Edward J. Thomas - World War II

Below letter is copied from Eddie's letter word for word

Pvt Edward J Thomas
ASN 36576155
3v Co, 153 Inf
Camp Shelby, Miss

Mrs Thurman McCoy
17403 Filer
Detroit (12), Mich.

Camp Shelby, Miss
26 April 1944 Wednesday

Dear Izzy & Mac:

If I had written a letter to you every time I had intended to write
one, you would now have about 25 from me. I started writing one to
you a couple of days ago but was stopped dead. In the office here, we
were under the impression that matters would coast along leisurely until
everybody returned from their furloughs. I was given the night shift
in the office from midnight to 8:00 in the morning just to take care of
any phone calls. This arrangement was very satisfactory because it
would have given me plenty of time to write all the letters I wanted
and to read as much as I pleased. But in the Army all plans involving
me that appeared too good to be true never did materialize. I was later
notified that there was an unexpected amount of work in the office and
that I would have to work during the day time as usual. Most of the
office clerks are on their furloughs and almost all of our office equipment
hasn't arrived yet. Only one sergeant and myself with a few
portables and a meager supply of stationery have to carry on with little
time to do anything else but such dull and monotonous work as making
up lists of men in our regiment, type various fussy orders, check names
and addresses and answer letters and telegrams. It's surprising how
many telegrams are pouring in from furlough soldiers of our organization
who want their leaves extended. They are giving us the biggest crop of
hard luck stories I have ever heard yet. It's just a mixture of broken
bones, sickness, funerals, operations, ruptures, auto accidents, deaths,
marriages, births, and bellyaches.
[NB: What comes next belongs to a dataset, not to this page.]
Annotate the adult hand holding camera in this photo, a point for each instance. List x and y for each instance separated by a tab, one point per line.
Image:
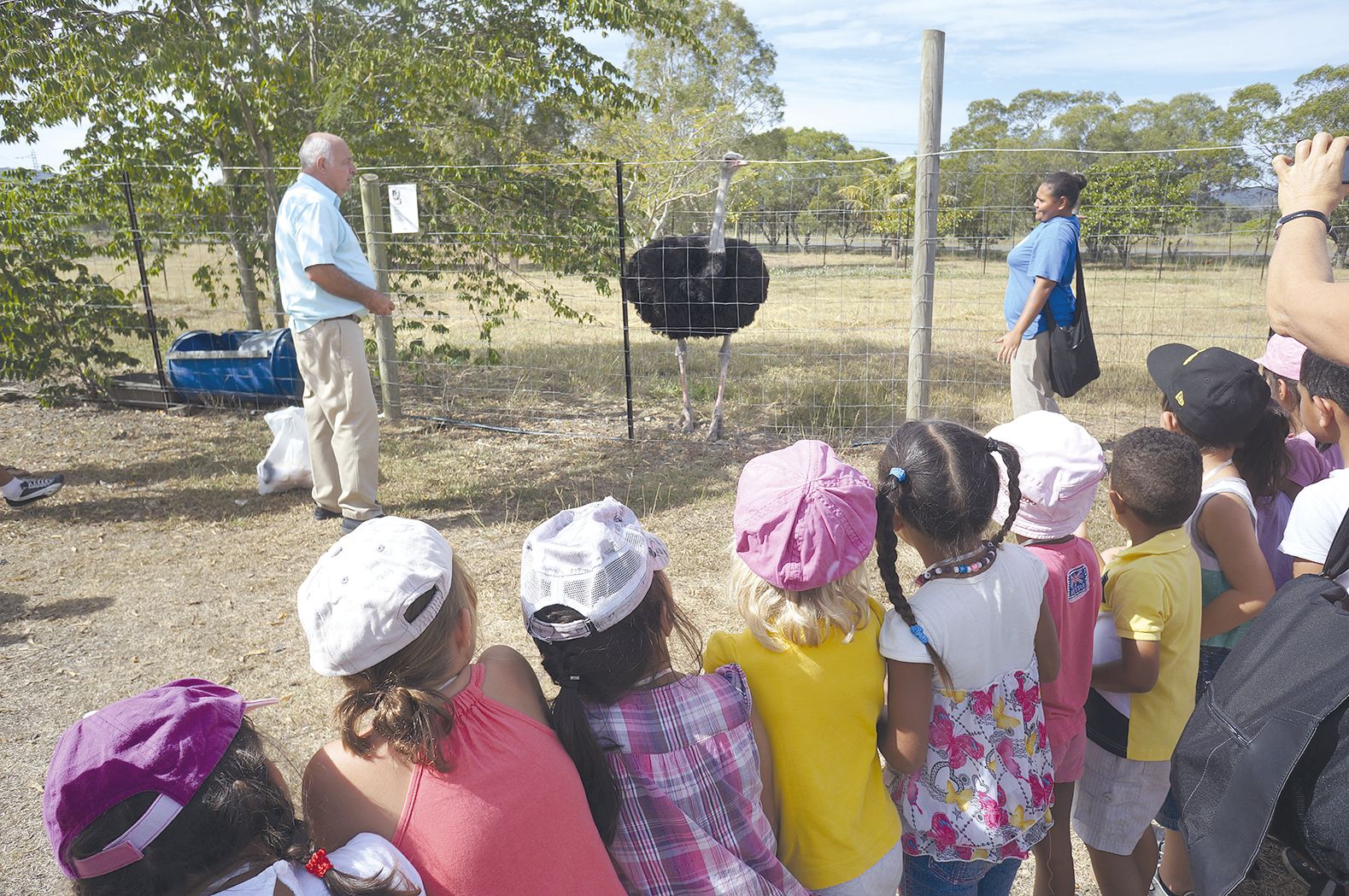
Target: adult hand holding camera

It naturally does seem comical and
fantastic to have so many misfortunes occur during furlough time, but
stranger still, these misfortunes are all being verified by the American
Red Cross, and that of course takes the comicalness out of them.

There is quite a difference between Mississippi and the Aleutians.
The first night here, I realized for the first time in a year that there
are suoh troublesome things as mosquitoes, bugs, and moths galore.
It's impossible to sit comfortably near a light without being tickled
by moths or pelted and stung by beetles and mosquitoes. If the States
were as free of insects as the Aleutians, this would be a much better
place to live.

Also I am not as unconscious of the sounds I hear at night as-
I used to. be in the States. I now catch myself listening to the croaking
of frogs and the chirping of crickets. In the Aleutians I was
accustomed only to nights of deathly silence.

Thunder is another sound I had completely forgotten. I had never
heard it ever since I left Greenville, Fa. Now I hearing plenty
of it. It's even crashing and rolling as I write this letter.
The theater here is the first of its kind I have seen in the Army.
It is outdoors with a fence around it. The fence, however, isn't so
high as to prevent anyone on the outside from seeing the high large screen.
Regimental headquarters (the building I work in) is situated about
200 yards off in a grove of pine trees and at night from its windows
it is possible to see and hear the entire show very well. But I prefer
to pay my way in and have a seat close to the screen.

The first night I went to the show, I made the mistake of not taking
my raincoat along. In the middle of the picture, I ran to the exit
ready to go out, but the rain stopped. When I sat down again, the rain
resumed for a while but not too hard to scare me off. It was a good
thing this picture ("Meet the People") wasn't any good or else I would
have considered the evening entirely spoiled. I don't think I like
theaters without roofs and wouldn't attend this one if it weren't for
the fact that the next closest theater is over a mile away. I have
learned to carry a raincoat wherever I go now--no matter how clear the
skies. In spring the weather here is very deceptive. The sun may be
hot and bright and then in a surprisingly short time there is lightning,
thunder, and a deluge such as I have never experienced in the Aleutians.

Your letters of Feb 8 and mr 1 were received in the Aleutians
and your letter of March 21 was received while I was on my way to
Mississippi. I want to thank you for them and want you to know that
I enjoyed reading them very much.

So long, Eddie
P.S. Tell Mom I received her letter of April 9 and the handbag I had
requested. Thanks to everybody for the surprise box of toffies, cigars,
and Hersheys which arrived in good condition. I can barely resist asking
for more Hersheys but must do so because my furlough is coming soon.
As far as I know now, it may come between May 5 and 10.

Just received your letter of April 6. That makes our score 4 to 1.
I'll madly seal my letter and send it off before tbe score becomes 5 to 1.